Review: The DUFF was an interesting read. I had read several reviews about the book throughout the blogosphere as well as on Amazon. It seems as if it's a book that you either loved or hated. I, however, fall somewhere in between. There are some aspects of the book that I loved, but I also had several problems with it.
    The best thing about the entire novel is the characterization of Bianca. She is a great, complex character. Her snarky, sarcastic, cynical voice is a pleasure to read. I enjoyed her humor and internal dialogue. I couldn't help but nod or laugh out loud at her remarks regarding high school. She would be the first to admit that she is flawed and not necessarily a shining role model for others. Bianca confesses her own insecurities and short comings. She also admits her mistakes. Readers get to see a vulnerable and honest Bianca, who worries about her family falling apart and keeping up with her friends. What I didn't like about Bianca, however, is how easily she resorts to sex as a way to prove her worth and to escape from her problems. I especially didn't like how she never truly faced any emotional backlash from anyone on how she dealt with things. Throughout the book, I never understood why she chose to have any relationship with Wesley, especially after he constantly insults her by calling her a DUFF and its other variations.
  Speaking of Wesley, I didn't enjoy his character at all. He reminded me of Rory's boyfriend Logan Huntzberger from my favorite tv show, Gilmore Girls (For the record, I was furious at her for dating him). He is arrogant, self centered, filthy rich, and I guess handsome. He virtually cares about nothing except finding someone who will warm up his bed for one night. Wesley, I guess, is the bad boy who surprise! has a good heart. I didn't buy it. I didn't like him from the start nor was I convinced that he changed throughout the story mainly because we actually don't see much of him outside of his physical relationship with Bianca. We get only a small glimpse of his life and his problems, but that too I thought was a bit cliched. I definitely needed more in order to convince me that he had a good heart and that he had transformed. I did not swoon over him, which is contrary to most of the other book reviewers. True, he could be somewhat charming, but for me, he had a lot of "ick" factor.
  I liked the idea of addressing DUFFs as a universal feeling that we all have. I also liked how it honestly portrayed the sexual parts of teen lives, though the execution wasn't as nearly as good as it could have been. Sure there were steamy parts, but I felt that the character development outside of Bianca was a bit flat. Strong issues such as alcohol abuse were brushed upon and not addressed. The book doesn't dig deep enough in its plot or characters and comes off as rather cliched.
 The DUFF has a really interesting premise and a great protagonist, but I was left wanting more. Keplinger definitely has talent and I am interested to see what she comes up with next and see how she grows as a writer.

Rating: 3 stars

Words of Caution: There is some strong language in the book as well as numerous sexual situations. The sexual situations aren't overtly graphic, but there is enough details to let readers know what is going on. Recommended for high school and up. 

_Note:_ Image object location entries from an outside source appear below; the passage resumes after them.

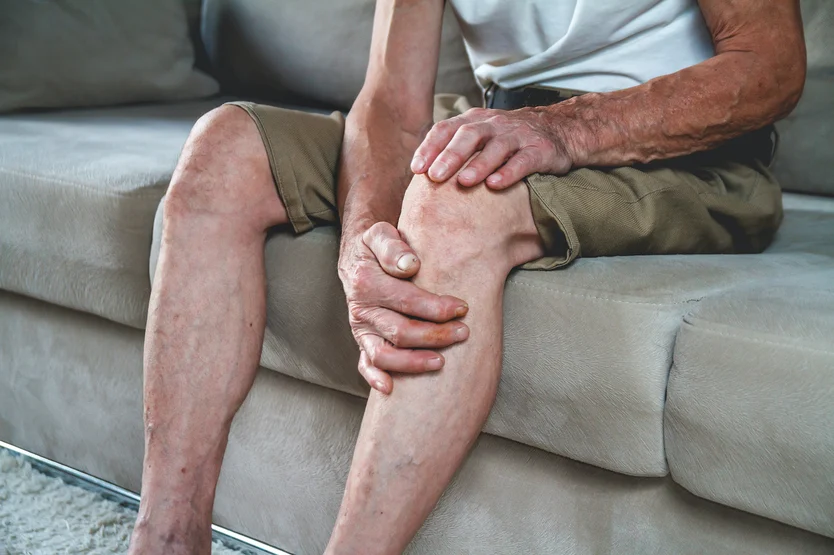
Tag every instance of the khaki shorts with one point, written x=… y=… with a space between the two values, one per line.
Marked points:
x=722 y=201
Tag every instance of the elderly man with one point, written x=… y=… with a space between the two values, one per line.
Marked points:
x=665 y=152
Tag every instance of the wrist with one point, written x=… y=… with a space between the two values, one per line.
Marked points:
x=575 y=132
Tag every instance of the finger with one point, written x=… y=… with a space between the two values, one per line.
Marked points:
x=376 y=378
x=468 y=139
x=391 y=359
x=407 y=333
x=526 y=161
x=494 y=154
x=393 y=254
x=410 y=300
x=434 y=143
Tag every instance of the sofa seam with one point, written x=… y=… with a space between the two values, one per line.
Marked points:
x=730 y=335
x=601 y=298
x=78 y=185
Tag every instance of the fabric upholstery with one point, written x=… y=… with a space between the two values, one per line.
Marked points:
x=310 y=52
x=78 y=191
x=804 y=162
x=96 y=53
x=750 y=420
x=587 y=349
x=74 y=395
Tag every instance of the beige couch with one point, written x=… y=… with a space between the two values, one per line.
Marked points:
x=672 y=405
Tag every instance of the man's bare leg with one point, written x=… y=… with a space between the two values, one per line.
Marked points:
x=205 y=326
x=412 y=441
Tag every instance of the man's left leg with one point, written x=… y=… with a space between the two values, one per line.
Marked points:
x=412 y=441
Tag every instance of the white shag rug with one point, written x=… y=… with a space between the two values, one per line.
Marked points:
x=41 y=515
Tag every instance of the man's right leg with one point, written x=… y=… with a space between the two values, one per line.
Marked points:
x=205 y=325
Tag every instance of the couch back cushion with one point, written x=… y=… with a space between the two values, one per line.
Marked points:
x=805 y=160
x=310 y=52
x=96 y=53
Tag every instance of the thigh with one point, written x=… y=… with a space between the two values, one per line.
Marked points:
x=303 y=150
x=677 y=207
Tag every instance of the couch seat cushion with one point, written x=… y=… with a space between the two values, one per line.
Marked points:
x=750 y=417
x=588 y=349
x=78 y=191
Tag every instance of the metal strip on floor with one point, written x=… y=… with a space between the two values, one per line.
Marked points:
x=130 y=500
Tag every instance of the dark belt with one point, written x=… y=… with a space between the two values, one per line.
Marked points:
x=759 y=144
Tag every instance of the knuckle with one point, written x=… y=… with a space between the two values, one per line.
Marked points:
x=356 y=314
x=395 y=334
x=442 y=127
x=468 y=130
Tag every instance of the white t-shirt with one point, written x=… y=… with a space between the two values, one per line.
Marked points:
x=587 y=45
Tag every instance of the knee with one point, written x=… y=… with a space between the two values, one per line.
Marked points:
x=464 y=226
x=219 y=162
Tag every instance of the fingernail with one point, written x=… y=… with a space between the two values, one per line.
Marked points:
x=406 y=262
x=417 y=164
x=467 y=175
x=435 y=363
x=438 y=171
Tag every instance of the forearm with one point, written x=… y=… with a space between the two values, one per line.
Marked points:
x=755 y=78
x=692 y=110
x=374 y=165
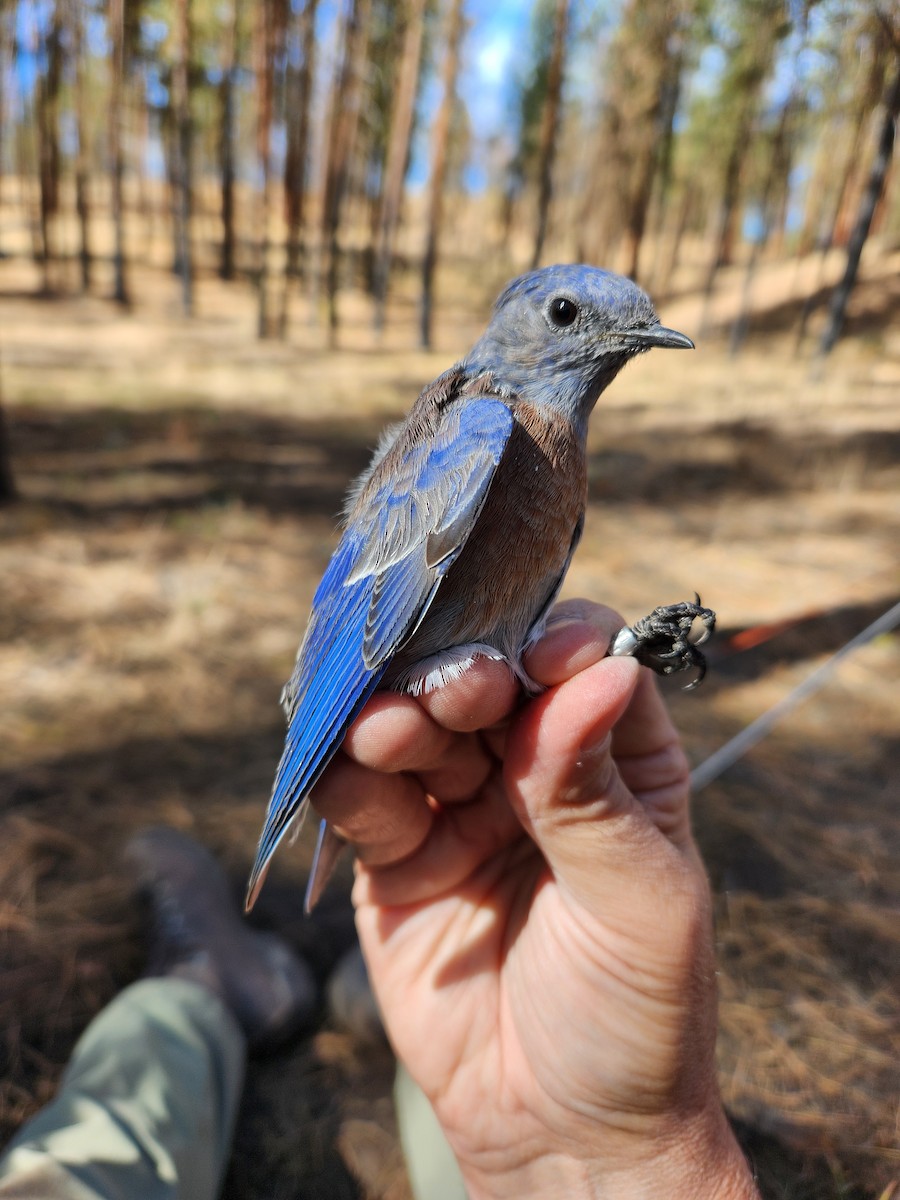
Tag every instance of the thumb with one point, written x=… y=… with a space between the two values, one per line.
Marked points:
x=563 y=783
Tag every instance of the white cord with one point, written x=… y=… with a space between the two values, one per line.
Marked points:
x=732 y=750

If you like this book try:  The Lighter Side of Life and Death by CK Kelly Martin
3 Responses
  1. Vee Says:

    I haven't read The DUFF yet, but it sounds like something that's really incredibly honest and an absolute must-read. I know a lot of people have had problems with the way the sex is handled, but I find it pretty realistic to the way some teenagers I know behave.

    I really like how your review focused on both the positives and negatives of this book, though.

    Thanks for the honest, balanced review :)

  2. Jenny Says:

    I have this one on my list and like you have read a ton of glowing reviews for it so it was interesting to read your somewhat conflicting thoughts. It's fun to see how everyone reacts to the same books:) Bianca does sound like a fantastic heroine, one who might overshadow some of the other flaws you mentioned for me. Thanks for this review Rummanah!

  3. Nat Says:

    I really enjoyed this honest review! I agree that sometimes books like these are polarizing and I am usually in the middle of the road. I have not read this one yet but plan to if it comes to my library.